Y no es por no haberlo intentado. En 2005 Matrix: Path of Neo adaptó fielmente —salvo un ligero cambio en el clímax— el argumento de las películas, y sin que el juego fuera nada del otro mundo, sí fue mejor recibido que la anterior incursión de Matrix en el medio. Dos años antes las Wachowski habían rodado simultáneamente Matrix Reloaded y Matrix Revolutions con la intención de que estas secuelas no fueran las únicas obras en nutrir la continuidad de la película original. Las Wachowski idearon un proyecto transmedia, uno de lógicas inapelables teniendo en cuenta sus filias. El obvio parentesco de Matrix con el anime motivó una antología de cortometrajes animados titulada Animatrix —con firmas tan ilustres como la de Peter Chung o Sh’inichirō Watanabe—, y a su vez el parentesco con los videojuegos condujo al desarrollo de Enter the Matrix. La idea era construir una experiencia aglutinante, donde diversas ramas de una misma historia crecieran por medios distintos, de forma que la trama de Enter the Matrix rellenara los huecos dejados por los filmes.
Así es como nos topamos con Mary Alice sustituyendo a la fallecida Gloria Foster como el Oráculo antes de aparecer en Matrix Revolutions. Así es como las Wachowski, en un esfuerzo pionero, rodaron hasta una hora de metraje extra con los intérpretes de las películas —no solo con los protagonistas Jada Pinkett Smith y Anthony Wong—, exclusivamente destinada al juego. Buscaban apartarse del proceso habitual de los títulos licenciados, según el cual estaba la película como producto principal y luego un estudio subsidiario trataba de terminar a tiempo el juego correspondiente. Para las Wachowski todo formaba parte de la misma experiencia, en pos del disfrute del nuevo espectador/consumidor del siglo XXI. Pero Enter the Matrix no salió bien. El desarrollo fue demasiado apresurado, y el resultado no estuvo a la altura del plan. Tuvimos que esperar hasta el año pasado, anticipando Matrix Resurrections, para toparnos con el impactante Matrix Awakens, e incluso este venía envuelto en un sabor agridulce. Solo se trataba de una demo, consagrada a vender las bondades de Unreal Engine 5. El sueño de las Wachowski seguía sin cumplirse.
I
Enter the Matrix, por muy fallido que fuera, sentó cátedra en el medio. A principios de los 2000, cuando los juegos licenciados disfrutaban de sus mayores cotas de credibilidad, las Wachowski habían ensayado una estrategia prometedora, según la cual la película de partida no ejercía tanto de molde como de origen de un mundo por el que moverse. Sin restricciones argumentales excesivas, sin la obligación de recrear dócilmente lo visto en la gran pantalla.

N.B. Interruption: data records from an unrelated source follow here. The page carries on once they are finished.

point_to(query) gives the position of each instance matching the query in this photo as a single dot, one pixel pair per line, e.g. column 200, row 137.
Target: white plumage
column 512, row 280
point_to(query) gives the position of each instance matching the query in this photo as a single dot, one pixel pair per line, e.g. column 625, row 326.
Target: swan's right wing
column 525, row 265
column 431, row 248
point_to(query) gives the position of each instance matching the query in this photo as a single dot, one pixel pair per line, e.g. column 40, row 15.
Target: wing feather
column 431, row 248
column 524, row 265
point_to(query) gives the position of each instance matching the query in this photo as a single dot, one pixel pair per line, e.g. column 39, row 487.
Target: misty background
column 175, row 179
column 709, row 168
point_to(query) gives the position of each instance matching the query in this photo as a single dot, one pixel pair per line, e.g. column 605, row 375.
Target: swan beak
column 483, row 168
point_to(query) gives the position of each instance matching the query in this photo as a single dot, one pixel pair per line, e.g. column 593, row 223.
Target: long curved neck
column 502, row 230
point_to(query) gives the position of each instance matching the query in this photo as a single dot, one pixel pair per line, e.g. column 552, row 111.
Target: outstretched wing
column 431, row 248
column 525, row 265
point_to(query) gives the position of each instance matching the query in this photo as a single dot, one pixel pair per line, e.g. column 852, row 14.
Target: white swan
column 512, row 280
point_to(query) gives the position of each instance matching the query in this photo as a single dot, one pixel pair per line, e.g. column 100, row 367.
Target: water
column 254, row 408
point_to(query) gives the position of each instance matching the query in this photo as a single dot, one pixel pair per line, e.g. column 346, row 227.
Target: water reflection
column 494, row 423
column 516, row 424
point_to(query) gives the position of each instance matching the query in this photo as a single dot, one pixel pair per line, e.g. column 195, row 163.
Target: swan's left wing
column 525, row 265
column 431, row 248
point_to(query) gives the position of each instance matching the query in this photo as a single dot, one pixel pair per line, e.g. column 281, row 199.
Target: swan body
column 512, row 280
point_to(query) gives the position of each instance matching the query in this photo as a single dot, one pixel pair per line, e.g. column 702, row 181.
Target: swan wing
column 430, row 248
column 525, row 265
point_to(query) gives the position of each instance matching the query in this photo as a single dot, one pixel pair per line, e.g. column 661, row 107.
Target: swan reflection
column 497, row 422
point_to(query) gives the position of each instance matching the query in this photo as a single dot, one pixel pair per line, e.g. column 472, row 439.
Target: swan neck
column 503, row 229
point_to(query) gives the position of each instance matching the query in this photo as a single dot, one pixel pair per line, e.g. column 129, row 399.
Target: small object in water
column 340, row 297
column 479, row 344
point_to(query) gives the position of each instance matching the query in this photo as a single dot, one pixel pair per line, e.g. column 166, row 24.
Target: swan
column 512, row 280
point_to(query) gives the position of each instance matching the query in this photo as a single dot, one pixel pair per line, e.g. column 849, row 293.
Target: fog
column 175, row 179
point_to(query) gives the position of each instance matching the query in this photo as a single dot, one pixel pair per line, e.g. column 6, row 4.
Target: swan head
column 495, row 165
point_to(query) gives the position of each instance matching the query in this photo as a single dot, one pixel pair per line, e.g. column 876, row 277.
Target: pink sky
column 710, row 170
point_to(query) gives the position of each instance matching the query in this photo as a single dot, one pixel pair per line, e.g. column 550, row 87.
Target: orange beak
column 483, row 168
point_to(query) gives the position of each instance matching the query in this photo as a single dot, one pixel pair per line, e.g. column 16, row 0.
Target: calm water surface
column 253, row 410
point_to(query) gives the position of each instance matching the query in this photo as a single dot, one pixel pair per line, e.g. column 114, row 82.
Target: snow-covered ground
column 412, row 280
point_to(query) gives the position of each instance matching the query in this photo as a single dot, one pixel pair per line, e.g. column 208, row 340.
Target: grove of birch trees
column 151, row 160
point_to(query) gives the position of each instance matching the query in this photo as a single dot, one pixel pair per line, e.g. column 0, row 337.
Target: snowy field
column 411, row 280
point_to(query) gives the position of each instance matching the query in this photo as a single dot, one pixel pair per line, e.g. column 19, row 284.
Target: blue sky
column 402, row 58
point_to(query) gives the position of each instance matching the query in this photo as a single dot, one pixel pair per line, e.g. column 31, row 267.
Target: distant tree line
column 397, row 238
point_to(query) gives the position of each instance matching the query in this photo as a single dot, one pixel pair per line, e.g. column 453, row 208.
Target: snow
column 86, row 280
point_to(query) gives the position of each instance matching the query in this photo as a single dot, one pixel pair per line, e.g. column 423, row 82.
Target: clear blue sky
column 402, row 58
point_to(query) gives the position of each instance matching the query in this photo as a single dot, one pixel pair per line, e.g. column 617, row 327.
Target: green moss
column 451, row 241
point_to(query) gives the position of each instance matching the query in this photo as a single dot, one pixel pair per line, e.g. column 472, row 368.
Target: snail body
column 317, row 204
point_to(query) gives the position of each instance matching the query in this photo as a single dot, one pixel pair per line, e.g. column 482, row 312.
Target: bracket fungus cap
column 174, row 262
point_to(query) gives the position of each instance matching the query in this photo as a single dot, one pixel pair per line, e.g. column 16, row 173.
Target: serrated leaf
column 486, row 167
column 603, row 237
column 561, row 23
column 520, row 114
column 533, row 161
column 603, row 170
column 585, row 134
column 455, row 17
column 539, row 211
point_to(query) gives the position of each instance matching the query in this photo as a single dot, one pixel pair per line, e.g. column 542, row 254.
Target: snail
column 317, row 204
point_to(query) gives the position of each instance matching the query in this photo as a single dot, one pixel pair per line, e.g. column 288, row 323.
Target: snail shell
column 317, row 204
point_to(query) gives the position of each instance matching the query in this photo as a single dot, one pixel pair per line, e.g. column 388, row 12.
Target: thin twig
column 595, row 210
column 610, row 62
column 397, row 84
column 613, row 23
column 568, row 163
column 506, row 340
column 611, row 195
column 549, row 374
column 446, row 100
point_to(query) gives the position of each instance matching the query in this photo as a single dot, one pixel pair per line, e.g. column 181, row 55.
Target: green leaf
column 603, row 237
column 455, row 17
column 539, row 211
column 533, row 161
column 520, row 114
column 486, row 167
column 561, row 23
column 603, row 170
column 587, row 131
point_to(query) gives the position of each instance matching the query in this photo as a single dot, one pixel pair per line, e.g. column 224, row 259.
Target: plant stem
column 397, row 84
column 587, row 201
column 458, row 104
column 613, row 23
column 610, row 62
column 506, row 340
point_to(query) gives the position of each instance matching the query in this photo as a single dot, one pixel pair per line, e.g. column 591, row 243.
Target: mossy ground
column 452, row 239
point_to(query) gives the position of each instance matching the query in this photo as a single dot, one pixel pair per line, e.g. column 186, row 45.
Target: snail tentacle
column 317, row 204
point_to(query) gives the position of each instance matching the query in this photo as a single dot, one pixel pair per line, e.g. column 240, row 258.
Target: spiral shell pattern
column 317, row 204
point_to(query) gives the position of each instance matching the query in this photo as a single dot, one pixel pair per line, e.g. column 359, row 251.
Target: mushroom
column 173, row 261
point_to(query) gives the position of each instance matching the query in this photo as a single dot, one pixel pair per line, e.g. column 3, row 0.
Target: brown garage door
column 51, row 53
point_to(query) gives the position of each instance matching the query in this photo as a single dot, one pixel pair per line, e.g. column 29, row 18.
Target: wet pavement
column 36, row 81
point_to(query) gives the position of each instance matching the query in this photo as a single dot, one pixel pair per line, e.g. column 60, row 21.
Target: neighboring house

Un año después de Enter the Matrix, Vin Diesel adoptó el rol de las Wachowski de forma que Las crónicas de Riddick: Fuga de Butcher Bay fuera la precuela de Pitch Black: Las crónicas de Riddick, aun cuando esta última llegaba a los cines al mismo tiempo que el juego aterrizaba en las tiendas. Lo ocurrido con Matrix también sirvió de gasolina para una IP que llevaba tiempo coqueteando con estos maridajes equívocos, como era James Bond. Agent Under Fire y Nightfire habían recogido el influjo del mítico GoldenEye 007 para, replicando su jugabilidad, llevar al personaje a misiones originales, apartadas de las películas. Pero Todo o nada, en 2004, fue una superproducción. La primera persona pasó a tercera como gesto elocuente, pues así se apreciaría mejor el ilustre reparto que habían convocado para prestar rostros y capturas de movimiento: Pierce Brosnan, Judi Dench y John Cleese, por supuesto. También Willem Dafoe, Shannon Elizabeth o Heidi Klum.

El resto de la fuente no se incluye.